Preparing Colt Football Players for High School Ball — And Beyond

Coaching trio

The Middle School football coaching staff: (from left) Assistant Coach Jacob Capps, Head Coach Zack Mejia and Assistant Coach Tyze Walker. Photo by Peter Day

After the 2024-25 school year, the Middle School football program was at a crossroads. The team, which two years ago changed from 8-man flag to tackle, was without a coach and the program was likely to simply fade into the Lucerne Valley wind. But then Zack Mejia, a member of the school district’s Maintenance & Operations staff and an LVHS alumni (Class of 2016), heard about the situation and stepped up to offer his coaching skills and keep the program going.

In May of 2024, Coach Mejia and assistant coach Westin Carlyle started coaching the Middle School boys basketball team. For the Middle School football program, Coach Mejia has brought in assistant coaches Jacob Capps, a Middle High School teacher, and Tyze Walker, an LVHS 2020 graduated who also works as an instructional aide for the Middle High School.

“Either the program was going to die, or we needed someone to take it over. All three of us were like, ‘We don’t want that to happen.’”

Practice

The players run through warmup drills during a recent football practice.

As Coach Mejia knows, there are not as many activities available to young people who live in rural communities compared to those living in more populated areas. He played football, basketball and baseball in high school, but Lucerne Valley’s middle school sports program wasn’t developed like it is today. So he’s glad to help give the middle school students a chance to play football. 

“I really want to help out with the programs and keep them going,” he says. “That way they’ll have as many opportunities to do what they can.”

Coach Mejia believes that sports teaches more than just athletic skills, it teaches lessons that can be applied throughout someone’s entire life. One lesson is that there are some young players with lots of natural talent, but by being on a team the other players learn there is something to strive for. Experiencing losing also can help prepare a young person for the realities of adult life, he says. In sports, you can’t get away from adversity. You have to face it and do your best.

“You have to learn to deal with these emotions,” the coach says. A player’s new mindset could become, “This person’s way better than me, but I’m not going to stop trying to be better at something and be great at something. I’m not going to let that knock me down.”

When the players become adults they will already have these life skills, he believes. 

Classroom

Coach Mejia teaches the finer points of football prior to the team taking the field.

Students classroom

Students concentrate on their football classroom lesson.

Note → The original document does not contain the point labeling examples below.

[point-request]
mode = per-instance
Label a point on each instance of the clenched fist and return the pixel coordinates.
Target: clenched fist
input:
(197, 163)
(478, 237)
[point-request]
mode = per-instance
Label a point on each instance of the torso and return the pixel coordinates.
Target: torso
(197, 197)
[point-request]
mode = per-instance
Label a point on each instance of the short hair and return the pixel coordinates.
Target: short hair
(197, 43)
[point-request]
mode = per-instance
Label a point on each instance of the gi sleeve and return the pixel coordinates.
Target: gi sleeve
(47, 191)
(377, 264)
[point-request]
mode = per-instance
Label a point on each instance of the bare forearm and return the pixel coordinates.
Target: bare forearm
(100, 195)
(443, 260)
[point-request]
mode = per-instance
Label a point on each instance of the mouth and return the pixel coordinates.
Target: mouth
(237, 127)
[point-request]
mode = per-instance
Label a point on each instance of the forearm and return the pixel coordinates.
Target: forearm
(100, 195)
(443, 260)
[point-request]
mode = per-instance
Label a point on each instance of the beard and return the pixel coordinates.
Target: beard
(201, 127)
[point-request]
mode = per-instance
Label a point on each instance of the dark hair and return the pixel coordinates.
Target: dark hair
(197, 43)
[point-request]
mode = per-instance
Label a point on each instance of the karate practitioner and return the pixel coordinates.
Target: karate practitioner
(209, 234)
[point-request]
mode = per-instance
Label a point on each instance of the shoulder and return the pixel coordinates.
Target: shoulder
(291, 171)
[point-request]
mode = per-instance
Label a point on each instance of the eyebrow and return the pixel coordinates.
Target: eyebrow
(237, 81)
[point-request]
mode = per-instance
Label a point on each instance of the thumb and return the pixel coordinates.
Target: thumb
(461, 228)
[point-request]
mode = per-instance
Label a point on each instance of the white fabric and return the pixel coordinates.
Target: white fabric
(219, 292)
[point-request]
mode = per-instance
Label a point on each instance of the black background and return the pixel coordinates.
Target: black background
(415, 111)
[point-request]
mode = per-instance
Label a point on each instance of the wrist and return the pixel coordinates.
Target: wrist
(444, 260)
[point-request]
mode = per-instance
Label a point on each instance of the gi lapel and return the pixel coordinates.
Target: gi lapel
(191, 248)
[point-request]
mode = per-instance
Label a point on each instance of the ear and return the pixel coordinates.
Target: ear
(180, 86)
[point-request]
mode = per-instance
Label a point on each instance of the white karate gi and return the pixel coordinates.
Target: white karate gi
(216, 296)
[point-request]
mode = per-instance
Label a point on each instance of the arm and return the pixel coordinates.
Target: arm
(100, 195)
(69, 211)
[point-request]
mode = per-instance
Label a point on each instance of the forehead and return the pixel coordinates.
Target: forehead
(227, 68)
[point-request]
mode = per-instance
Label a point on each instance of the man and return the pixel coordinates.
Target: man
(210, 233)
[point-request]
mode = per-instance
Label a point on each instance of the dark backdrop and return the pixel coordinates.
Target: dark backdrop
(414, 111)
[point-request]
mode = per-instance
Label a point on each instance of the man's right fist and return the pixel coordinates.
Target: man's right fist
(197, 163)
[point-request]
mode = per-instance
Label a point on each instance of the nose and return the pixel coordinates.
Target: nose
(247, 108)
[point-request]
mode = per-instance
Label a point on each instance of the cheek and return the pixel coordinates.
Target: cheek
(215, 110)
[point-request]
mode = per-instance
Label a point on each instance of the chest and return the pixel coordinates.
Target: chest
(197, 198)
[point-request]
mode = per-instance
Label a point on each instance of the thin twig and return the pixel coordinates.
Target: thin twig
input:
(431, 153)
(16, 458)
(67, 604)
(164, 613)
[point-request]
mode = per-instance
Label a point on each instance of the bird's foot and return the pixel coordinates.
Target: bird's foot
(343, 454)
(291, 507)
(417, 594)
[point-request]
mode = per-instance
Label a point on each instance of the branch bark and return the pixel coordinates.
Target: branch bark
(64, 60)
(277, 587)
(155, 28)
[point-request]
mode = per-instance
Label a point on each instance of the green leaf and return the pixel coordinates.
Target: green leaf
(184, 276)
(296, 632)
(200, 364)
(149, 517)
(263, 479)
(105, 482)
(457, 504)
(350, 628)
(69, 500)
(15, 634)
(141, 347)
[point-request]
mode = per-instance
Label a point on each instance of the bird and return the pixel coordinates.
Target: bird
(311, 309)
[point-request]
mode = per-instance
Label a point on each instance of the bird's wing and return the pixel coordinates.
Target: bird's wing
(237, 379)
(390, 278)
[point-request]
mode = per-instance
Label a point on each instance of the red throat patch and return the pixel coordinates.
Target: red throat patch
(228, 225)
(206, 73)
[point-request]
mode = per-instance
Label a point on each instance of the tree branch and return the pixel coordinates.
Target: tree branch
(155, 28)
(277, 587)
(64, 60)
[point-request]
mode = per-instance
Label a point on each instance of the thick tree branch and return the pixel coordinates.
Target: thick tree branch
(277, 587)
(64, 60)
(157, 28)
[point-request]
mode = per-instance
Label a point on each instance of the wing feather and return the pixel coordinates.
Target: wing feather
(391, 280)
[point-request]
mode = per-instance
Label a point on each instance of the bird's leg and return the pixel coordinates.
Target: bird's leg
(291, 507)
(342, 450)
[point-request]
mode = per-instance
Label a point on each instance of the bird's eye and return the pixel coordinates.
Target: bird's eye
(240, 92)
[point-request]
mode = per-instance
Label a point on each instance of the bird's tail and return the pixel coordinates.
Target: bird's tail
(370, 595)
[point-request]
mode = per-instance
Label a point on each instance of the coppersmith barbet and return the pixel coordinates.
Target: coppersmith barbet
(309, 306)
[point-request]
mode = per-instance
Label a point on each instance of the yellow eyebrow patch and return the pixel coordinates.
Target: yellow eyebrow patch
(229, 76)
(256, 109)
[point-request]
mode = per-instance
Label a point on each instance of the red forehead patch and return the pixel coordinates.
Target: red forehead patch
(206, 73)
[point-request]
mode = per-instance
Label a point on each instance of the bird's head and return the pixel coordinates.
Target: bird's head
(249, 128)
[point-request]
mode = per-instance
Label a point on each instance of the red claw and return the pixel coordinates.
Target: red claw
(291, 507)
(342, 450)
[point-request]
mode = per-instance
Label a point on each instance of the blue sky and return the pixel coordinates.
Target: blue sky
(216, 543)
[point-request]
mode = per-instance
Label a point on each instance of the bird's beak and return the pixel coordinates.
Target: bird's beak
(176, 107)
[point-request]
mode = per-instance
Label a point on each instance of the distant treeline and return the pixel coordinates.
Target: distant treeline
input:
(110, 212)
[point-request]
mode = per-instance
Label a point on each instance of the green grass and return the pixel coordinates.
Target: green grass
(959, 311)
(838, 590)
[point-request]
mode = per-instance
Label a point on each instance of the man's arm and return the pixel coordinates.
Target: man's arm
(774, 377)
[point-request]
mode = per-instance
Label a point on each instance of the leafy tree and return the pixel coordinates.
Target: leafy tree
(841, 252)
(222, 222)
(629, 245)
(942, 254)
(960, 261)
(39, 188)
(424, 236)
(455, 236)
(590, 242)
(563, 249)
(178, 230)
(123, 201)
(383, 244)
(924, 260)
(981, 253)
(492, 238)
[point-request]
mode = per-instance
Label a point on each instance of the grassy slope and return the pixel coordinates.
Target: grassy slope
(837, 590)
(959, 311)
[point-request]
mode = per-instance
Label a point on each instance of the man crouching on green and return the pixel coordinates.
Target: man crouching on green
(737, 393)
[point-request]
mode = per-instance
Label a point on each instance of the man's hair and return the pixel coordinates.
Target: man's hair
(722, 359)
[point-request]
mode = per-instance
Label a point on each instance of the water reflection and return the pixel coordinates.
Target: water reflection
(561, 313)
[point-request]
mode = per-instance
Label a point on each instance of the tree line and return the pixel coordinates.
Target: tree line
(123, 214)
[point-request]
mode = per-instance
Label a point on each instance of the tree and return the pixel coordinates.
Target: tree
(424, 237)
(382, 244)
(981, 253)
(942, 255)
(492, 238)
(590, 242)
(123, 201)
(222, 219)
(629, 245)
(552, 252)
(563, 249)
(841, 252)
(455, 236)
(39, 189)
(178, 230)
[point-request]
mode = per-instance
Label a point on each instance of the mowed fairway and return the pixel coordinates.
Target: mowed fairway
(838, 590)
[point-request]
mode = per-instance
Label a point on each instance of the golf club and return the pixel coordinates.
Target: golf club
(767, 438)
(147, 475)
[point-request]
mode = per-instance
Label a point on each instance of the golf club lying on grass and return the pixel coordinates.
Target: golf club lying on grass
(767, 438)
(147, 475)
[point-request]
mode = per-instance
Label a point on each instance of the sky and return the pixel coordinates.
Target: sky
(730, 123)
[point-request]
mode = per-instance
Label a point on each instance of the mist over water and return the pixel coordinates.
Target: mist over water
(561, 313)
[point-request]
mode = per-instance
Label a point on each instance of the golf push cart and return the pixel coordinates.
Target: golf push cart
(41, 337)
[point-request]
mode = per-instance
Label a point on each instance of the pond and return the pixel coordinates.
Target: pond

Currently the football team has eight players, just enough for the eight-man format.  There are three seventh graders and the others are Lucerne Valley Elementary 6th-graders. A few have played on Coach Mejia’s middle school basketball squad such as promising multi-sports athlete Jaden Crenshaw.

As a versatile athlete, Coach Mejia played many positions as a high school football player. He wants to pass along his vast knowledge to his players so that when they get into Coach Chris Klinger’s high school program they will already have an understanding of the game and with Coach Klinger’s guidance they can concentrate on becoming better, stronger, faster athletes. Before practices Coach Mejia begins with a classroom session that goes over the fine details of the sport.

“My plan with the middle school football team is to create a program for young men to teach them how to be held to a standard, how to meet that standard and to readjust your expectations after you have surpassed your standards. I was fortunate enough to be an athlete for the program and contribute towards winning league titles and getting to a semi-finals game. The program went through some rough patch years, but with Coach Klinger back at the helm we're back to at minimum being a competitive team, and now we have an opportunity with the middle school tackle football team that we can accelerate that development process and we move on from being at minimum a competitive team to being a playoff team — with aspirations of achieving more.”